The story that first captured my interest was the mythology of Pegasus. Instantly captivated by the white-winged horse illustration in the narrative’s introduction, I dove right in. The tale was so much more than I initially expected. It told that Pegasus was tamed by Bellerophon, son of Poseidon, who rode him into battle against the monster Chimera. It was so much more than an origin story, I felt as if I was there, so deeply immersed in the story that I swore I could feel the wind in my hair as if I was in Bellerophon’s place, upon Pegasus’s back, heading straight for the Chimera. Though I was first intrigued by a simple horse drawing, I soon learned that Greek mythology was a complex web of gods, heroes, and monsters, and each story came with a lesson or an explanation of why things were, or how something came to be.
The remarkable collection of characters and stories within the Greek myth book that was perched on my lap sparked my interest in polytheism and religion as a whole. After I had finished it, I re-read it over and over until I committed every deity’s name and abilities to memory. And looking back, it was the first time I had read a book about religion besides the Bible and was eager to continue to learn about the multitude of different belief systems that I had yet to explore. A captivation with different polytheistic religions is where it all started, and I would ask my parents to take me to the library after school to check out books detailing the ritualistic celebrations surrounding ancient Egyptian gods, the attributes of Wiccan deities, and the doctrines of Hinduism. Reading about seraphs and isms and the seemingly magical aspects of all of these faiths seemed to have given me an intellectual rush — a yearning to learn more. All of the different religious denominations I read about had different perspectives on a higher power, and the tales of divine beings with supernatural authority had so much impact on the day to day lives of those who believed in them. That amazed me. Prayer, devotion, and belief could give people hope, security, and shape their morals.
Though religion continued to be a principal interest for me all throughout middle school, it wasn’t until high school — specifically my junior year — that I was presented with the opportunity to put all of my religious studies to the test. I was prompted to analyze texts with heavy Christian references such as the epic Beowulf and John Milton’s Paradise Lost, and this heightened academic focus on Christianity in Western literature led me to be fascinated by monotheistic religions as well, and I became increasingly curious about how they affected the world around me — especially within works of art and literature.
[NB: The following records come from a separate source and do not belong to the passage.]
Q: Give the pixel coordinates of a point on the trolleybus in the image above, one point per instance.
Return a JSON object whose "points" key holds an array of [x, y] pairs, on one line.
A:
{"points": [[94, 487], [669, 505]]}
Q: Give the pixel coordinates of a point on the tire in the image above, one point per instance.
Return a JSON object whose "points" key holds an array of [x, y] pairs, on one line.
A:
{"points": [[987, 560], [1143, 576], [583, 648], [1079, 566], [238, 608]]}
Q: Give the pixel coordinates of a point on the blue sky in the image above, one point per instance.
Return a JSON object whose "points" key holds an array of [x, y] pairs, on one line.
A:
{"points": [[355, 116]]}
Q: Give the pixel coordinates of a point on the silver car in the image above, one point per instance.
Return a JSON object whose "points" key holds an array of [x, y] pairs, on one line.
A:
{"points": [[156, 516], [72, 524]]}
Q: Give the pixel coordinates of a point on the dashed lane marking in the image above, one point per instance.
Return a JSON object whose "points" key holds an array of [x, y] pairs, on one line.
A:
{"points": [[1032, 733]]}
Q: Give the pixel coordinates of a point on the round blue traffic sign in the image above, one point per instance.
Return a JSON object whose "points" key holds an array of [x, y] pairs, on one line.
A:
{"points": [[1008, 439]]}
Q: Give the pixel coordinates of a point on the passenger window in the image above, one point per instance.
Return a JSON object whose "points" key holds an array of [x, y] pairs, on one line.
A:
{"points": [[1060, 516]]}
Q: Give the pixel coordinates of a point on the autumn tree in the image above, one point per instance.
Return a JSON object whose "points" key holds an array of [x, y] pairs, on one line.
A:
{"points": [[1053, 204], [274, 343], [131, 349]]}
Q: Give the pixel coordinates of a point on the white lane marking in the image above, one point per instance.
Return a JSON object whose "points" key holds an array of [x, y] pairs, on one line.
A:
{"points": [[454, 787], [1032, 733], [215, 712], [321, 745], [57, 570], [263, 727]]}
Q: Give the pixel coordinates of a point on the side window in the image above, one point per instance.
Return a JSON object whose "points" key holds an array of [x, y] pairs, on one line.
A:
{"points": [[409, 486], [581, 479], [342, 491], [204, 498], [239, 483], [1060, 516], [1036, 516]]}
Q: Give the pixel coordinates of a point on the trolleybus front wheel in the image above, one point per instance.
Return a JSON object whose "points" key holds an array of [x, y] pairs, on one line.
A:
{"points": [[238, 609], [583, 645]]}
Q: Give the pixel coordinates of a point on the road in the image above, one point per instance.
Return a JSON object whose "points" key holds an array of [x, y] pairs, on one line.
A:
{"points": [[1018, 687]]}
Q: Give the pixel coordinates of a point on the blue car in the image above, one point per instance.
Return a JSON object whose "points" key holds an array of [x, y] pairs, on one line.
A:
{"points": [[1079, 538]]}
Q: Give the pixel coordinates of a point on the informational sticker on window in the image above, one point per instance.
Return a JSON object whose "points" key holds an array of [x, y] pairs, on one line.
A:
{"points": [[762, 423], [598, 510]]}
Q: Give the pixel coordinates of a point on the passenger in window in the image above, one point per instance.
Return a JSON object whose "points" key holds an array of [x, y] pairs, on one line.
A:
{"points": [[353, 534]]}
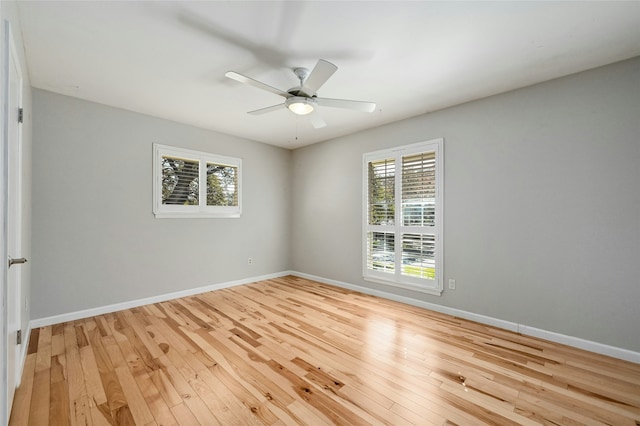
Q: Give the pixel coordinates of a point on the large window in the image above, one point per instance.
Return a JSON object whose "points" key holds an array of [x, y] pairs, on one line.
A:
{"points": [[403, 217], [195, 184]]}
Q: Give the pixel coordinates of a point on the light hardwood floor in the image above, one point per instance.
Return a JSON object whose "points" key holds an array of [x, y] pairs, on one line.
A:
{"points": [[294, 351]]}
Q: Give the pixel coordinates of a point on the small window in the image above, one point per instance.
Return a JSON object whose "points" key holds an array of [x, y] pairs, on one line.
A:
{"points": [[402, 237], [177, 192]]}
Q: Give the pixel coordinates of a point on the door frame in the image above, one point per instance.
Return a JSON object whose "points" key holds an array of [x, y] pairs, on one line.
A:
{"points": [[11, 183]]}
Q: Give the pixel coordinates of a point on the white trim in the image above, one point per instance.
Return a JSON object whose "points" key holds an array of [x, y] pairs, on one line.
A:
{"points": [[396, 278], [163, 211], [86, 313], [576, 342]]}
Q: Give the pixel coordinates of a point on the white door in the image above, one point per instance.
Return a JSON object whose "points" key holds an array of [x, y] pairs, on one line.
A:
{"points": [[13, 133]]}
As religion became a commonly discussed topic in the classroom, the significance of its effects on an individual’s worldview and morals became clear, and I comprehended that understanding religion served as not only a way to better understand literature and grow intellectually, but also served as a bridge to appreciate different cultures and communities.
I have read more religious texts than I can count on my fingers, from the Quran to the Book of Mormon, and all have helped me to better understand people within my communities and get a sense of how they view the world in respect to their own religious beliefs. Though my peers found it odd that I cared so much about the New World Scriptures of Jehovah or the teachings of Jainism, I saw the inquiry of different faiths as a looking glass into the mind of a group or an individual. Understanding how religion gave their life purpose and influenced their frame of mind made me excited! Doesn’t it make you excited too? Wouldn’t you like a window into someone’s culture? Into their soul?
Not only did my enthrallment with religion spark my curiosity for studying religious influences on literature, but it also taught me a lot about diverse cultures. Religion doesn’t just serve as a way for me to understand literature but serves as a bridge of understanding with those of different backgrounds and beliefs than me. Belief systems act as agencies of socialization and therefore have connections to nearly all aspects of society today, and my long-held interest in the topic has influenced me to plan to study religion along with English in college to delve deeper into central concepts of varying belief systems and their influences on the humanities, literature, and the world we live in today. Divinity serves as a channel to develop intellectually and provides me with the opportunity to connect cross-culturally, which is a beautiful thing.
I hope that one day I can discover a path to relay my knowledge to others in such a way that inspires people to explore divinity’s impact on them, whether it’s as an outsider looking in, or someone eager to make faith a more prominent aspect of their life, I believe religion has a message for all of us.